Qu’espérez-vous continuer à impulser ?
À présent, l’histoire continue. La richesse de ce terroir méditerranéen est inépuisable. Nous avons ouvert la voie à une cuisine plus légère, plus responsable des ressources de la nature, plus libérée des codes. Ce mouvement ne s’arrêtera pas. C’est un immense territoire qui s’ouvre devant nous.
« La seule chose que Monaco n’a pas encore et que de grandes capitales possèdent déjà, c’est probablement les offres plus informelles de nourritures inspirées de la street-food dont les pays asiatiques sont si friands »
Comment décririez-vous la place gastronomique monégasque aujourd’hui ?
La Principauté offre une palette extraordinaire de restaurants de très grande qualité et elle accueille une clientèle très avertie. L’addition de ces deux paramètres met Monaco dans une excellente position sur la scène gastronomique mondiale. La seule chose que Monaco n’a pas encore et que de grandes capitales possèdent déjà, c’est probablement les offres plus informelles de nourritures inspirées de la street-food dont les pays asiatiques sont si friands.
La crise Covid a donné un coup d’accélérateur au click and collect dans les restaurants. Pensez-vous que cela va perdurer à la reprise ?
Ma réponse est nuancée. Oui, cette formule a bénéficié d’un coup d’accélérateur pendant la pandémie et cet élan durera – dans une certaine mesure. Et tout est là : dans quelle mesure ? Il y aura certainement un ralentissement puis une stabilisation à un niveau certes plus élevé qu’avant la pandémie mais pas aussi haut que pendant la pandémie.

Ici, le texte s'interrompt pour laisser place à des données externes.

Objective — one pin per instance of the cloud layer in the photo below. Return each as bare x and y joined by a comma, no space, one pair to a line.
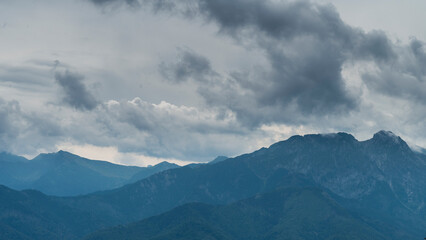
194,79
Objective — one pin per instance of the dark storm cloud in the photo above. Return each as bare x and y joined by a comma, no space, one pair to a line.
404,76
9,122
75,92
188,65
306,45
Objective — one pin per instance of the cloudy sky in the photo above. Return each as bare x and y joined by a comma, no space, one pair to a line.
141,81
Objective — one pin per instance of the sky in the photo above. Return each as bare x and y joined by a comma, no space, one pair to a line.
137,82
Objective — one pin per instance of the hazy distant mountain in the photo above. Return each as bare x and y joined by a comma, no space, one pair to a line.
379,182
66,174
291,213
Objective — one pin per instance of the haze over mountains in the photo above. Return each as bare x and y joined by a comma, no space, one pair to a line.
316,186
66,174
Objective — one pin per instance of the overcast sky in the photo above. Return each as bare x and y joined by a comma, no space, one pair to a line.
141,81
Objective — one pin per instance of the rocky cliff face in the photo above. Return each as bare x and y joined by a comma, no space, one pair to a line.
348,167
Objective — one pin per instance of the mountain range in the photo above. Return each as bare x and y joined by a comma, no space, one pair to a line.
66,174
318,186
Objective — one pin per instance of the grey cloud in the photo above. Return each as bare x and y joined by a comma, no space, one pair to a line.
307,46
188,65
133,3
75,92
405,76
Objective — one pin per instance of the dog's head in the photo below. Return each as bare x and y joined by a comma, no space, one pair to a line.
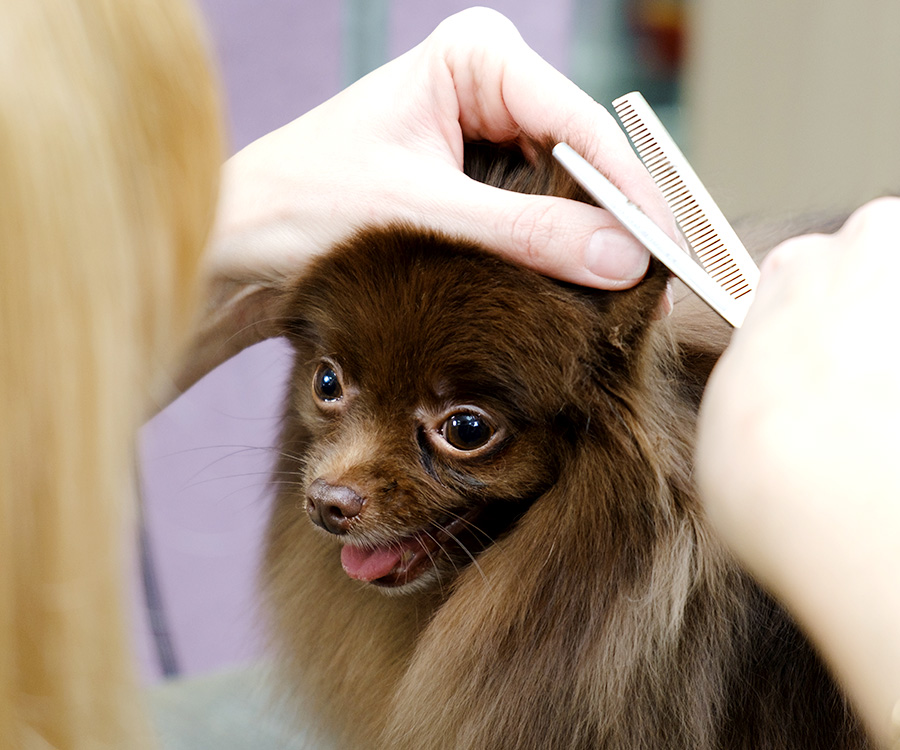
437,391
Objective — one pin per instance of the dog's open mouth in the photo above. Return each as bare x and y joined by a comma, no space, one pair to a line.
459,538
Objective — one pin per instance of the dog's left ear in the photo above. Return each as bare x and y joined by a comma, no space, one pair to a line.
622,318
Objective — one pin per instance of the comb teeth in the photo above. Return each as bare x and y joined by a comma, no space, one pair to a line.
707,230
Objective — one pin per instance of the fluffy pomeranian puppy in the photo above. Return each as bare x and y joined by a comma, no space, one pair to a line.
486,535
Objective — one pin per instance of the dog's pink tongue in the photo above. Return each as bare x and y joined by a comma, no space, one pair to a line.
367,564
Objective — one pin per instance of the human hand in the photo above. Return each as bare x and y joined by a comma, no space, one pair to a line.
390,148
797,450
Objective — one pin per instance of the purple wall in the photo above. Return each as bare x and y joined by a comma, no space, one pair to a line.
205,459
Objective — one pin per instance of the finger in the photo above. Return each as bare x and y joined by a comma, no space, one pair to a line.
561,238
505,88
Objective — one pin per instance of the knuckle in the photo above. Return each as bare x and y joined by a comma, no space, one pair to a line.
533,231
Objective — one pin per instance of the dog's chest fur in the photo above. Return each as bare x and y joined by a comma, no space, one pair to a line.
600,612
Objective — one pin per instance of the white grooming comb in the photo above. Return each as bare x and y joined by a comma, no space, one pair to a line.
728,277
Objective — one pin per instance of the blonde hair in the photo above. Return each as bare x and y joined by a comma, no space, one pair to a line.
109,158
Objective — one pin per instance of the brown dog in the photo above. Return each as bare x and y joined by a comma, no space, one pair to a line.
486,534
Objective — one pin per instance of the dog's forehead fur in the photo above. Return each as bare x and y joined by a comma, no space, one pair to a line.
412,316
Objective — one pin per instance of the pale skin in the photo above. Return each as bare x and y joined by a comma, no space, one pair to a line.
389,148
797,456
794,460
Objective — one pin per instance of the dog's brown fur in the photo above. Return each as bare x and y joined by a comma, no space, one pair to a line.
604,613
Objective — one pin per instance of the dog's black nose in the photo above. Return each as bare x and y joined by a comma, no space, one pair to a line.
333,507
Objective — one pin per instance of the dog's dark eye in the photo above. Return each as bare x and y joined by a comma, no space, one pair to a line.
467,431
326,384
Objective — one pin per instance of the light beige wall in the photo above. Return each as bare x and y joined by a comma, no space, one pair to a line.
793,105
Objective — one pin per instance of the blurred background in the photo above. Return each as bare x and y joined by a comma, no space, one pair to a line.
782,107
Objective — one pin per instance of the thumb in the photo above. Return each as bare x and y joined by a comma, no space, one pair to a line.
562,238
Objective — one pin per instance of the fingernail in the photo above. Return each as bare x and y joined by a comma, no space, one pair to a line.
615,255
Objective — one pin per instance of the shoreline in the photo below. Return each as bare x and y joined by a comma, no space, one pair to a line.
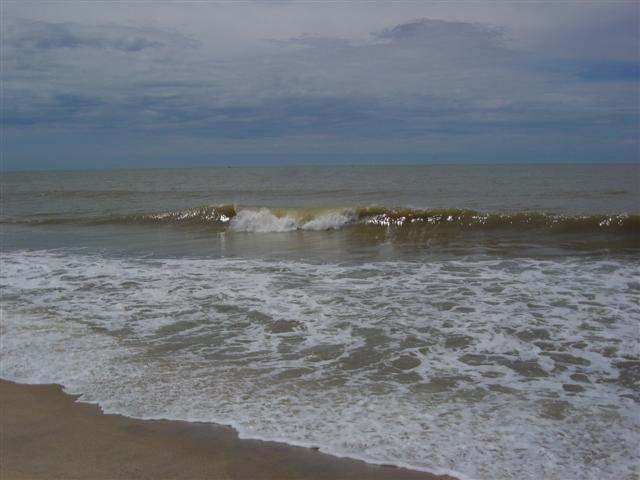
46,433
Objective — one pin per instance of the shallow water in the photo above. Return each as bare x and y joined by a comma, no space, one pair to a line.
491,350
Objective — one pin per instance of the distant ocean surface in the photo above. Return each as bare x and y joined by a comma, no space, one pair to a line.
474,320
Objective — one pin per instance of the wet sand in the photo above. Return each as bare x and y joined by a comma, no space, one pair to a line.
45,433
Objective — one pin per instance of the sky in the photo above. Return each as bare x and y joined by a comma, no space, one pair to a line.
171,84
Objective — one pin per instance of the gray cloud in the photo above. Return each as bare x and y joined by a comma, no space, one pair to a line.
27,35
418,85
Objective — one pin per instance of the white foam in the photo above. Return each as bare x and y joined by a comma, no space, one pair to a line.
328,221
262,221
307,353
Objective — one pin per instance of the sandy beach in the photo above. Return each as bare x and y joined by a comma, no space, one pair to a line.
45,433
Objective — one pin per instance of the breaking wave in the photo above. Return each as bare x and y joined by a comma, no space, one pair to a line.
288,219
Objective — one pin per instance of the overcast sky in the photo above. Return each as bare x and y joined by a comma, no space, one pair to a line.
115,84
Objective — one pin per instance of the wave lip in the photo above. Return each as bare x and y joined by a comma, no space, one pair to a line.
249,219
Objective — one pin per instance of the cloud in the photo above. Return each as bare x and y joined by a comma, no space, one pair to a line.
419,85
38,35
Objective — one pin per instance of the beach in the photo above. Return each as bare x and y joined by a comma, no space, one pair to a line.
433,322
47,434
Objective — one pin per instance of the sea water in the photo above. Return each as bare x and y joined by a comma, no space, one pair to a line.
475,320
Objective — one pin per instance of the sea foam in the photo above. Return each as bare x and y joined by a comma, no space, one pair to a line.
491,368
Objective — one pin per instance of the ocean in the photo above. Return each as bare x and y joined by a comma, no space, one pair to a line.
480,321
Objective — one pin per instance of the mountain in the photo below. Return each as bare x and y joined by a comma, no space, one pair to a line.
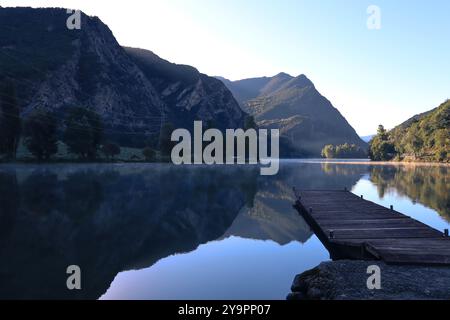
189,94
424,137
307,120
134,91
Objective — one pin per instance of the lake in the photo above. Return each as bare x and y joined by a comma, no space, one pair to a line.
156,231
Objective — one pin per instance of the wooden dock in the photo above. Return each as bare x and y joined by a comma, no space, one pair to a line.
353,228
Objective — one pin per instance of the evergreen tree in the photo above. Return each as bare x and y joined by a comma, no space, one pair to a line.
83,132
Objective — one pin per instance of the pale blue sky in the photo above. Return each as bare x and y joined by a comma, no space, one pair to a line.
371,76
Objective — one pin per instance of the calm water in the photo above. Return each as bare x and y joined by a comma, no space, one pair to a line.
164,232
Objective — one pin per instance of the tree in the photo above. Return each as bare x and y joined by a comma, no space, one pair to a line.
165,142
83,132
250,123
40,135
149,153
381,149
10,124
110,150
382,133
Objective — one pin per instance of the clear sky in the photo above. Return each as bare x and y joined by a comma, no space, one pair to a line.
372,76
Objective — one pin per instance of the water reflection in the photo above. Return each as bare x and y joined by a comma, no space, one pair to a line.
111,218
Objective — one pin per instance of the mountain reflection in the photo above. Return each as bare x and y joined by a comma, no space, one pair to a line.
428,185
112,218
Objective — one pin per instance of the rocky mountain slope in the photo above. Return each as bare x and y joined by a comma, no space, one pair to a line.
306,119
56,68
424,137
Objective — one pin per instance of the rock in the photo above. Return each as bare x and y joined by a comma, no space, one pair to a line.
347,280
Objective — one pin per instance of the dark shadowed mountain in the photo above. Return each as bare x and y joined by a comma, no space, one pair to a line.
306,119
134,91
425,136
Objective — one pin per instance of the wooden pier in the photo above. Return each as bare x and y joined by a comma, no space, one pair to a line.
353,228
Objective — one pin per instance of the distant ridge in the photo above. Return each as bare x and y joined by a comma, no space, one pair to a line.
307,120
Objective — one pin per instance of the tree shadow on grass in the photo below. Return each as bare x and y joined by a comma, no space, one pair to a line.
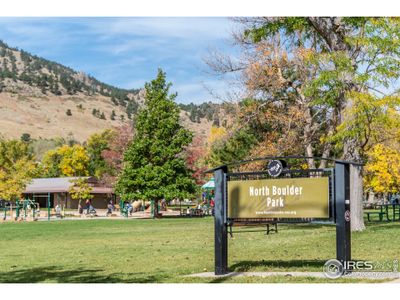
247,265
58,275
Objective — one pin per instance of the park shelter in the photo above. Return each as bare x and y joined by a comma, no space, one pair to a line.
40,189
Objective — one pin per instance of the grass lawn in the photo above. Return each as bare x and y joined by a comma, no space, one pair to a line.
164,250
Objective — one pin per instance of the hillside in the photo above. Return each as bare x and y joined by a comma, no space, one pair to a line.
45,100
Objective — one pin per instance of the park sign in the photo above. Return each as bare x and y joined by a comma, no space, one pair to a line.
279,198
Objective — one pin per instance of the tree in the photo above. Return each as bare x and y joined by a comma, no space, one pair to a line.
17,168
383,170
80,190
340,59
113,155
96,144
66,161
26,137
154,166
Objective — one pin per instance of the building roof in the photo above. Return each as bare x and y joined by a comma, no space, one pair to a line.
62,185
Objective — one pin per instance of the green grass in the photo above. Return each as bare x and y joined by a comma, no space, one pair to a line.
167,249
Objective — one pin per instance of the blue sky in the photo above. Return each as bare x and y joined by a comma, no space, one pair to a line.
126,52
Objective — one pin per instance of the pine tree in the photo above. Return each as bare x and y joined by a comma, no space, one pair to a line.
155,168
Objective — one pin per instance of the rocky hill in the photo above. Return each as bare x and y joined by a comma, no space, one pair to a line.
45,100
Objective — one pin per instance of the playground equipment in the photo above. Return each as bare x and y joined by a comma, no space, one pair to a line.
25,209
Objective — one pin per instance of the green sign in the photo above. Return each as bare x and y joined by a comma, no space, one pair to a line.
279,198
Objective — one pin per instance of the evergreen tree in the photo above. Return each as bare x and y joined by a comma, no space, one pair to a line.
112,117
154,165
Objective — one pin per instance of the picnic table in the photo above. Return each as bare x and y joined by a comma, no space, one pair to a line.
384,211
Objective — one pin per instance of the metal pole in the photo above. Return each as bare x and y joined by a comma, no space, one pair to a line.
342,212
152,208
220,226
48,206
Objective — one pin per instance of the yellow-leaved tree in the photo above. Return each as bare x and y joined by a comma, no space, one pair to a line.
17,168
80,190
382,172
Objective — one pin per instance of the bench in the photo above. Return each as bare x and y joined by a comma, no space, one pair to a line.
379,213
254,222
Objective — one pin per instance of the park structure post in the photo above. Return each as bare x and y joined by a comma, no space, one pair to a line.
220,226
342,212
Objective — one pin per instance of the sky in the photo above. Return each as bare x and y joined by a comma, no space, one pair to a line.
126,52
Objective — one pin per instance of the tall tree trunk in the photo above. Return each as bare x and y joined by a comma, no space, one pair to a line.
356,196
308,138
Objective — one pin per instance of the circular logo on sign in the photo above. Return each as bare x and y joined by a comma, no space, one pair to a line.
333,269
275,168
347,215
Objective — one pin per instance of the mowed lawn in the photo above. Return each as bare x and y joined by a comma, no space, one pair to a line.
165,250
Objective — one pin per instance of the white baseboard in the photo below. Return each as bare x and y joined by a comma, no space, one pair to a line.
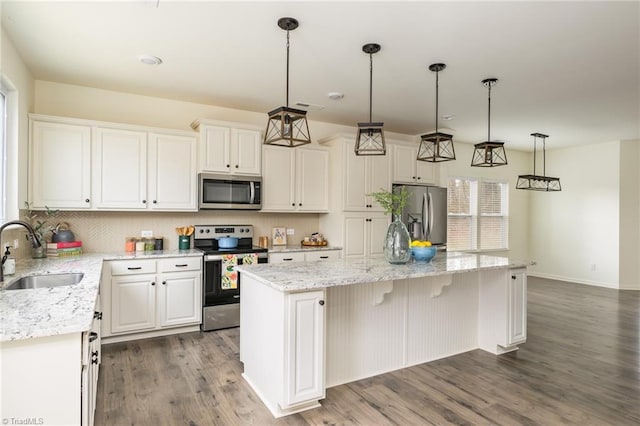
573,280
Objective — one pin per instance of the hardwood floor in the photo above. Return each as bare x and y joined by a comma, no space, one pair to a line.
580,365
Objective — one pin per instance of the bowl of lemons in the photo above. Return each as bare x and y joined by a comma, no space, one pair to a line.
422,251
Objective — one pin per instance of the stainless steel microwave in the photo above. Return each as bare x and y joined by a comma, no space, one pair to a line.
229,192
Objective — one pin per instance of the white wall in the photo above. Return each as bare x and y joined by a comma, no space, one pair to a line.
630,215
574,235
21,87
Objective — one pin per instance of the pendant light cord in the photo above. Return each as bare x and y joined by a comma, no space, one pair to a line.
287,68
534,154
370,87
437,85
489,115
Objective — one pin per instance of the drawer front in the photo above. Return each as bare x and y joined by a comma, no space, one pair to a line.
286,257
130,267
322,255
175,264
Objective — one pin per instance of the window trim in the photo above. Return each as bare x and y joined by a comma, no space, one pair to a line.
475,212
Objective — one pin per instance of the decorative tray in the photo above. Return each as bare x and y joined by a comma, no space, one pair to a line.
314,243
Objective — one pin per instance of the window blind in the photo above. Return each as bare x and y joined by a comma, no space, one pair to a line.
477,214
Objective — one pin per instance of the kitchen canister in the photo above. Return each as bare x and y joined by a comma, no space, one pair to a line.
184,242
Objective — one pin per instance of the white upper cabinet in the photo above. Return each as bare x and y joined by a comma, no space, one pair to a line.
172,172
60,165
363,175
229,149
83,164
295,179
406,169
119,169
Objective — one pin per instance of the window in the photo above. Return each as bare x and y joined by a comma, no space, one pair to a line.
478,214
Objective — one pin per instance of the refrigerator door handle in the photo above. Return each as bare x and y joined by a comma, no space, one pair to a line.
425,217
432,217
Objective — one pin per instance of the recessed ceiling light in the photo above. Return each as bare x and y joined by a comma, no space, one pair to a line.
308,105
149,59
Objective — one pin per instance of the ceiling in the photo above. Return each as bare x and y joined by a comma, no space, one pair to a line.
567,69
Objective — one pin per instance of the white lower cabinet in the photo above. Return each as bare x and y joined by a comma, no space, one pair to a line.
150,295
54,379
364,234
304,347
517,305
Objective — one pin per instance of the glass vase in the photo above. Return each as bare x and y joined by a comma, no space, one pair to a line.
397,243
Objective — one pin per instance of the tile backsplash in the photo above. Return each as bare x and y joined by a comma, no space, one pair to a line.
106,231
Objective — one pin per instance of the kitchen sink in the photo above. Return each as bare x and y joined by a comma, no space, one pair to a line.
46,281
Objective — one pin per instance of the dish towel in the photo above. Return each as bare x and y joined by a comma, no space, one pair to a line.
250,258
229,273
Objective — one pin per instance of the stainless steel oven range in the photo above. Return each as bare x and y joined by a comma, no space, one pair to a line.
221,283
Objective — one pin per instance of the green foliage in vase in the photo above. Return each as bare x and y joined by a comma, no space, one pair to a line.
390,202
39,221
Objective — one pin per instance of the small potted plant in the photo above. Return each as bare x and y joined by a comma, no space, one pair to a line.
40,227
397,242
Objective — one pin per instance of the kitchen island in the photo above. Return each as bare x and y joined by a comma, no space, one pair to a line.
306,326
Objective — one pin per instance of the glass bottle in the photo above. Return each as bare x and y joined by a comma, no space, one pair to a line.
397,243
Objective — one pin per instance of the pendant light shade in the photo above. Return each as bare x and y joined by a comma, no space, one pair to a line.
287,126
488,153
536,182
436,147
370,139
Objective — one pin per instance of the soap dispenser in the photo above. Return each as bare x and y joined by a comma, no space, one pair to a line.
8,262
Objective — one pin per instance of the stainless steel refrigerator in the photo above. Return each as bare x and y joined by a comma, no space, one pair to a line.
425,214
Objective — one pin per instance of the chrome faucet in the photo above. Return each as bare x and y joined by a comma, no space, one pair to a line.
35,243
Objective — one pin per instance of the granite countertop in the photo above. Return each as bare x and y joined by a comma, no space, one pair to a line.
299,276
300,247
26,314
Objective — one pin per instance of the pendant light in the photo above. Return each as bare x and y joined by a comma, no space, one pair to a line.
536,182
287,126
488,153
370,139
436,147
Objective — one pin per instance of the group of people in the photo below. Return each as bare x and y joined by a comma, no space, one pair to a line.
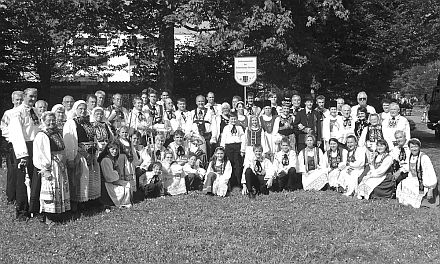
82,151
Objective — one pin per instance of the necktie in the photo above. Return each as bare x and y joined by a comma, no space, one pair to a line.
402,154
392,122
140,116
183,116
34,117
180,151
258,168
234,130
200,114
285,160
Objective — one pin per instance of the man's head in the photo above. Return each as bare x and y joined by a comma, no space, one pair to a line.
17,98
30,96
400,137
346,111
340,102
137,103
68,102
362,99
100,98
117,100
386,105
181,104
41,106
210,97
152,97
308,101
235,100
250,97
394,109
91,101
296,101
200,101
320,101
164,95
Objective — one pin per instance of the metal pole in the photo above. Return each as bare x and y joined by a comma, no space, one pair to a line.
245,104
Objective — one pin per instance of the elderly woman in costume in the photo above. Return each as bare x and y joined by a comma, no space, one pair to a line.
103,130
334,159
218,174
311,165
50,161
115,187
353,168
270,125
378,182
84,173
60,115
420,187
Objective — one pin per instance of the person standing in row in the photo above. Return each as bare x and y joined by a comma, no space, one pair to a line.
25,124
11,161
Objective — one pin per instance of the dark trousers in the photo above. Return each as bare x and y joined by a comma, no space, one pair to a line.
193,182
255,183
11,177
209,182
288,181
22,205
232,151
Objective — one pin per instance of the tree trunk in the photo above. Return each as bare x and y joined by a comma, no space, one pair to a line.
45,73
165,66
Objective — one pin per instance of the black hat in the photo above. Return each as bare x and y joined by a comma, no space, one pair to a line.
308,97
266,103
286,101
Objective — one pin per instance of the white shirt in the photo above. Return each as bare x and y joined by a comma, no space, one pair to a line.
354,109
25,129
390,126
229,138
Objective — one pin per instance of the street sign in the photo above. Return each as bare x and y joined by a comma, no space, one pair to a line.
245,70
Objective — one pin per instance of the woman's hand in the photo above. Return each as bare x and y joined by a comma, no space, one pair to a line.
245,190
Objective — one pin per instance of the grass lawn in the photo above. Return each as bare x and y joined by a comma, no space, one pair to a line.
279,228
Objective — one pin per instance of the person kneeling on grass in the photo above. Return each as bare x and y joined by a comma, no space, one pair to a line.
151,181
116,188
311,165
419,188
173,176
285,163
379,181
218,174
258,174
194,173
353,168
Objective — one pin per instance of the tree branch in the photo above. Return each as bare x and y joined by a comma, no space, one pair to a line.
197,29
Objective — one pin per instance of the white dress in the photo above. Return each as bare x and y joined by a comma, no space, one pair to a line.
407,192
311,165
333,165
375,176
54,193
220,185
356,162
173,178
119,194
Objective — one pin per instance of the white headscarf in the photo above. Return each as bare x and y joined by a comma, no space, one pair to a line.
76,105
57,107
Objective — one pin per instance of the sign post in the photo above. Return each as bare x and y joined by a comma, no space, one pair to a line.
245,72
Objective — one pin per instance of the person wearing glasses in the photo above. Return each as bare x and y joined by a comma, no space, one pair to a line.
362,102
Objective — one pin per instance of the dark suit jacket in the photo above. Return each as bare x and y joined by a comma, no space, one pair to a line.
312,121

Un repas au restaurant, c’est beaucoup plus que de la cuisine : c’est un service, une ambiance, une convivialité. Toutes choses que le click & collect ne peut pas offrir.
À vos yeux, de quoi sera fait le restaurant de demain ?
Je ne sais pas prédire l’avenir et, si je le savais, je ne divulguerais pas une information aussi précieuse ! Sérieusement, à l’horizon des quelques années qui viennent, le restaurant ne changera pas de façon drastique. Pour la simple raison que cette industrie a commencé depuis longtemps à évoluer de façon remarquable. Jamais le paysage culinaire n’a été aussi varié, jamais les formes de restauration n’ont été aussi diverses. Donc je répondrais que, demain, il n’y aura pas un restaurant mais des restaurants.
Avez-vous des projets à venir dans le registre gastronomique à Monaco ?
Oui, j’ai un projet important : continuer à réussir ce que j’ai entrepris il y a près de 35 ans. Le prince Albert II m’a renouvelé la confiance que son père avant lui m’avait accordée. Je compte bien continuer à mériter cette confiance.